News and Views from the University of Redlands

In pursuit of community and individuality: Johnston at 55

In December 1976, Linda Braun ’79 fell in love on the University of Redlands Quad. 

She was walking one way, and her future husband was walking the other. “I just felt my heart just like, expand,” Braun said of the encounter. As it turns out, her heart was right.

Now married 43 years, Linda and her husband Steve ’79 returned to that same Quad to celebrate the Johnston Renewal, a homecoming of sorts held every five years for students of the Johnston Center for Integrative Studies. The Brauns were joined by alumni from every decade of the Johnston program since its inception in 1969.

“This is actually the first time that my husband and I made it back to one of these,” Braun said. “We’ve stayed in touch with a few of our close friends here. It’s been a joy to see people.”

Fellow Johnstonians used the homecoming event to recant tales of the program’s first years when it was known as the Johnston College and reflected upon the meaning of Johnston and finding community on campus.

“When you have been through the experience that it offers, there’s a bonding that takes place,” Deb Howard ’75 said. “You’re opened up more. You’re more vulnerable. Anytime we create more vulnerability between us, it creates a bond.”

Bonding is one of the many benefits of being part of the Johnston community, evidenced in the Kathryn Green Plenary, “Johnston & the One Wild and Precious Life” delivered by Kathy Ogren, former Johnston director and former university provost. This live version of Ogren’s current seminar explored the educational and personal impact of Johnston’s past, present, and future.

“Tonight, you are all invited into our class,” Ogren said. “We believe this is the first student-facilitated Renewal plenary in Johnston’s history. We are really delighted to invite you into our class and have you experience it with us.”

Since its founding, Johnston has often been referred to as an experiment.
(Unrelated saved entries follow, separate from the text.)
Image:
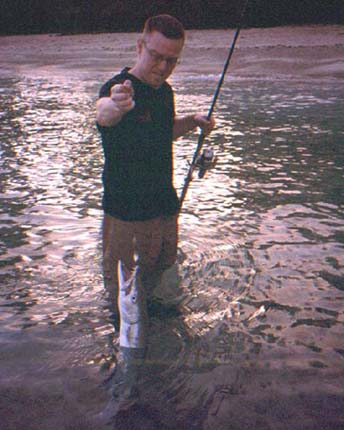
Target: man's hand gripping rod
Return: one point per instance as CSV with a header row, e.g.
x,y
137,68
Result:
x,y
201,137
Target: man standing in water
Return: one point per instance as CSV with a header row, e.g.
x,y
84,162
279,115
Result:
x,y
137,122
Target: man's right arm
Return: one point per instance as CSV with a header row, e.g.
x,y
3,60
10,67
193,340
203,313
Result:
x,y
110,110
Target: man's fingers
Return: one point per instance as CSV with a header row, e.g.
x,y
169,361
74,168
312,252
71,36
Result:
x,y
122,95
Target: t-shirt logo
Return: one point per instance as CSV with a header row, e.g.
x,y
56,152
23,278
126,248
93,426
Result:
x,y
144,116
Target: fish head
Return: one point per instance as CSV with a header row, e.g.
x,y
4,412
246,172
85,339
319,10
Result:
x,y
131,296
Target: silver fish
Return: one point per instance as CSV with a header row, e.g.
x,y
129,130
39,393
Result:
x,y
132,308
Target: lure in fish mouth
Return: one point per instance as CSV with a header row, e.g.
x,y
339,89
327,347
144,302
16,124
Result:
x,y
132,308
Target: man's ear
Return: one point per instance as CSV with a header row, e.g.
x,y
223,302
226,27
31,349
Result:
x,y
139,45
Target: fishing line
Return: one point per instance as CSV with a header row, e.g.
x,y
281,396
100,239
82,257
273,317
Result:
x,y
201,137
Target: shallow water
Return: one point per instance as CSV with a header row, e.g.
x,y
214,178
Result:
x,y
260,342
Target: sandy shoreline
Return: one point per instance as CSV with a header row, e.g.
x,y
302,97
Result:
x,y
293,51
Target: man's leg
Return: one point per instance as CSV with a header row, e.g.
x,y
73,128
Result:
x,y
117,244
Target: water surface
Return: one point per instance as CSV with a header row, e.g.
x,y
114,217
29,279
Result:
x,y
260,342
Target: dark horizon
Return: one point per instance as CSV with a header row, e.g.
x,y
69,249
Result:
x,y
81,16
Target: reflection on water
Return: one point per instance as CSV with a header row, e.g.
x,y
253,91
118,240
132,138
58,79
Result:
x,y
261,251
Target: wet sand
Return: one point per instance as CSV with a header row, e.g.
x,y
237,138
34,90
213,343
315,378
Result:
x,y
301,52
276,392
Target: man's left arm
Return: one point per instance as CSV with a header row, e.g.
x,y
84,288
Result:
x,y
184,124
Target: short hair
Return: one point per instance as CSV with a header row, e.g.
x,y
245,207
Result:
x,y
165,24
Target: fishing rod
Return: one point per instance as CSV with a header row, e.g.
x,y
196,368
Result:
x,y
205,161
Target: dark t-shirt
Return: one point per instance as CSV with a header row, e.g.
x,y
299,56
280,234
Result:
x,y
138,169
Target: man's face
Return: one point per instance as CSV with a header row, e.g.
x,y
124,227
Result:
x,y
157,57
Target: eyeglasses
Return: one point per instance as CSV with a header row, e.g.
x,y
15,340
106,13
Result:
x,y
159,58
However perceived, alumni say the unique experience that is Johnston has woven itself into the fabric that composes the University of Redlands. It has become a home for leaders, rebels, and those who relentlessly celebrate the spirit of individuality.

“Because the community aspect and being able to share a culture across different generations or classes of students, is like a fundamental part of my education that I do not think I would have experienced in another place,” Anathea Woirhaye ’24 said. “I think I would have transferred and left if I was not a Johnston student.”
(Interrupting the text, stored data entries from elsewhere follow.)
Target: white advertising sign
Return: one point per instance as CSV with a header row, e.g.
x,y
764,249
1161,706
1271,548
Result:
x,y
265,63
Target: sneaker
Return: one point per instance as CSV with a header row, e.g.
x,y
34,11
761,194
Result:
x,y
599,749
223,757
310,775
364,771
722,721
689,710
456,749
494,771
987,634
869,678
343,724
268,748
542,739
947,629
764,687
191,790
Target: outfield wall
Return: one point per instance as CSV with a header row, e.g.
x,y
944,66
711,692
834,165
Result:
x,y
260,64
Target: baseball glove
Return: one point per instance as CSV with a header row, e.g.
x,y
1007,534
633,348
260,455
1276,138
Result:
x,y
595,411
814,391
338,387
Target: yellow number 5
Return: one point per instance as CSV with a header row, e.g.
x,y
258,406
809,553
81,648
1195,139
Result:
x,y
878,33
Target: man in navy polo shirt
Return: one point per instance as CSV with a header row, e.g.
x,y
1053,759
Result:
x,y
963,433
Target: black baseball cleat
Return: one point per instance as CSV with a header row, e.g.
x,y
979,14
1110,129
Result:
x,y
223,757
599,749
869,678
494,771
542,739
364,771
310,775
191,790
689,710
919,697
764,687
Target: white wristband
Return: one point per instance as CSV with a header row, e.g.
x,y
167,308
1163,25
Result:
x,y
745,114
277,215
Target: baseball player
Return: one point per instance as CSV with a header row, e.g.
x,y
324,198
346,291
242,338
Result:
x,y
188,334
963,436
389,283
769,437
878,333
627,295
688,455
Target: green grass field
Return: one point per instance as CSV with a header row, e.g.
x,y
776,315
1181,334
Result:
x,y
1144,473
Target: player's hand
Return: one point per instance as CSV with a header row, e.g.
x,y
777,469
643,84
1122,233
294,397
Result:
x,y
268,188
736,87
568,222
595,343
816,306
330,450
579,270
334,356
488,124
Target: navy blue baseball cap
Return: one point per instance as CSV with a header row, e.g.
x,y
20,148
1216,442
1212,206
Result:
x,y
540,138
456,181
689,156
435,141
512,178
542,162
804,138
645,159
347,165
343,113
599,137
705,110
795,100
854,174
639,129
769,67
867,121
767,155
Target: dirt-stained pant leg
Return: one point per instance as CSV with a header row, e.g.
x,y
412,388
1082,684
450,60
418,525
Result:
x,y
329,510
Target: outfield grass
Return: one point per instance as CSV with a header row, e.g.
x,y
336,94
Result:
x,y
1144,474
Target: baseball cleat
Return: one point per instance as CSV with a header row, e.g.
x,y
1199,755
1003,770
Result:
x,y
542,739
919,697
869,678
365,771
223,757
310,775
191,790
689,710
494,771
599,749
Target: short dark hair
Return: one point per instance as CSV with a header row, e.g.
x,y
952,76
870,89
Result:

Looking to the future, current Johnston director Tim Seiber sees what he calls “fire and fabric.” At the director’s brunch, the culminating event of Renewal 55, Seiber expressed his hope for the next generation of Johnstonians.
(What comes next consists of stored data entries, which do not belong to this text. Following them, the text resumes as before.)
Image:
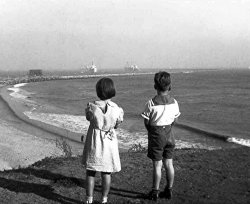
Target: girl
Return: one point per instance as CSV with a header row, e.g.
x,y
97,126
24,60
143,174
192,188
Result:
x,y
100,152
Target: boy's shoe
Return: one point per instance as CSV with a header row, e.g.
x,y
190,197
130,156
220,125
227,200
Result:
x,y
153,195
167,193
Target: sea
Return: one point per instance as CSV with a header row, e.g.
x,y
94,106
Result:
x,y
214,105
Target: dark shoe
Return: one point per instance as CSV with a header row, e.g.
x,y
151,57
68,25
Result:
x,y
167,193
153,195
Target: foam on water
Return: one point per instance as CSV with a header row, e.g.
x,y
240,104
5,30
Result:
x,y
79,124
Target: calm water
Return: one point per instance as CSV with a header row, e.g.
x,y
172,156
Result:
x,y
216,100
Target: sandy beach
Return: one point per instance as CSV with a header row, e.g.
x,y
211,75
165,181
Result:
x,y
22,143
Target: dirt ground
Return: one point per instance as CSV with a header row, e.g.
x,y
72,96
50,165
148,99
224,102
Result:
x,y
201,176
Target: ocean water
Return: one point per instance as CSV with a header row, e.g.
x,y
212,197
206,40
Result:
x,y
215,101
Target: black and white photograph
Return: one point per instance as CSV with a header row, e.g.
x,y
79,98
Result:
x,y
124,101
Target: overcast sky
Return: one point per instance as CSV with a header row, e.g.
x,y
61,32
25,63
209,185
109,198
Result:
x,y
68,34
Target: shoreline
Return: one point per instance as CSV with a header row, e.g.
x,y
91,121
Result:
x,y
20,107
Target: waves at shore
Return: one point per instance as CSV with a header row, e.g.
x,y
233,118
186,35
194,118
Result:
x,y
79,124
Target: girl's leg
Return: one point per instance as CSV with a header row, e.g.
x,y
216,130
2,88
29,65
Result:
x,y
106,182
90,178
168,165
157,165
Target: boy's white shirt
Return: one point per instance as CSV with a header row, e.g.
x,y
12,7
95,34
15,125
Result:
x,y
160,115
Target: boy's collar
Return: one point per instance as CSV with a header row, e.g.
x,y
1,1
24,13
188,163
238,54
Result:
x,y
163,99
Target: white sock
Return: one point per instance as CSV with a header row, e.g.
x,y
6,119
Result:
x,y
89,199
104,199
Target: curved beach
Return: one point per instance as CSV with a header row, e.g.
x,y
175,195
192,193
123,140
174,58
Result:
x,y
22,143
202,176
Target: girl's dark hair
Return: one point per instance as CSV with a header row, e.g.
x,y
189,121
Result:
x,y
105,88
162,81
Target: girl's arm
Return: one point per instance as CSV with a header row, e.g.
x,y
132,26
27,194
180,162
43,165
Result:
x,y
88,113
120,119
146,123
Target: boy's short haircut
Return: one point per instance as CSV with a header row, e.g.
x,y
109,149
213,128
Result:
x,y
105,88
162,81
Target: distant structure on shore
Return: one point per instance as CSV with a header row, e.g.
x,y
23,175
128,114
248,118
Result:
x,y
131,68
89,69
35,73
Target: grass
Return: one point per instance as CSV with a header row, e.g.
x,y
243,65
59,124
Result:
x,y
202,176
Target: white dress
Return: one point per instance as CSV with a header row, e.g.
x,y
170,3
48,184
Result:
x,y
100,151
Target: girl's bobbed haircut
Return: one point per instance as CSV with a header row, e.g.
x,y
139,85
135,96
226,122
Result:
x,y
162,81
105,88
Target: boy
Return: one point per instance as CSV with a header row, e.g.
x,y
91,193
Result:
x,y
159,115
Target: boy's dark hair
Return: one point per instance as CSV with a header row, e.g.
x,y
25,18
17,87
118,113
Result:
x,y
162,81
105,88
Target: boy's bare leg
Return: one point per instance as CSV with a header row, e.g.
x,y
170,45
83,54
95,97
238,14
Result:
x,y
157,165
168,165
106,182
90,178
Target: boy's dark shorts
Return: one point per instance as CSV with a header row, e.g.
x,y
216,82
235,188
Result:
x,y
161,142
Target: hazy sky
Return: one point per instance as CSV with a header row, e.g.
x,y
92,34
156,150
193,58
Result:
x,y
67,34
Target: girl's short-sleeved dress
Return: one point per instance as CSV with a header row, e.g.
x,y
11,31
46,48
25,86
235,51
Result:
x,y
100,151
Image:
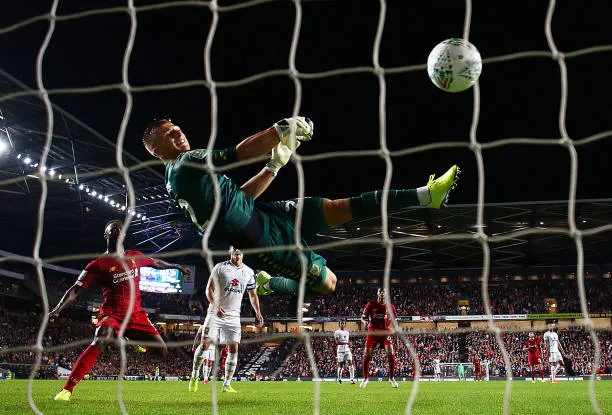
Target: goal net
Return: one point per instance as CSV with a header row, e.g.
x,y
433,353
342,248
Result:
x,y
229,68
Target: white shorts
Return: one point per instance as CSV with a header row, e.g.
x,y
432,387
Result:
x,y
346,356
226,329
209,354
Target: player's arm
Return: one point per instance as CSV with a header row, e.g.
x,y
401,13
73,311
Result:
x,y
69,297
264,141
86,277
256,185
365,317
561,350
161,264
210,295
393,313
254,298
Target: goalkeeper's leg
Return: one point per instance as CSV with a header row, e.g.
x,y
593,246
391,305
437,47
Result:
x,y
434,194
322,214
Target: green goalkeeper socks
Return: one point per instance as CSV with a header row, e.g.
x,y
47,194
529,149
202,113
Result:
x,y
368,204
“Whatever it is that sparked you to be here now, your story won’t be the same as mine but nonetheless, whatever that flame is, however many lumens it’s producing in you right now, I hope that collectively, we can share that with future generations and with each other.”

The three-day Renewal included social events, current Johnston student-led mini-lectures, and a memorial service for Johnstonians who have passed away.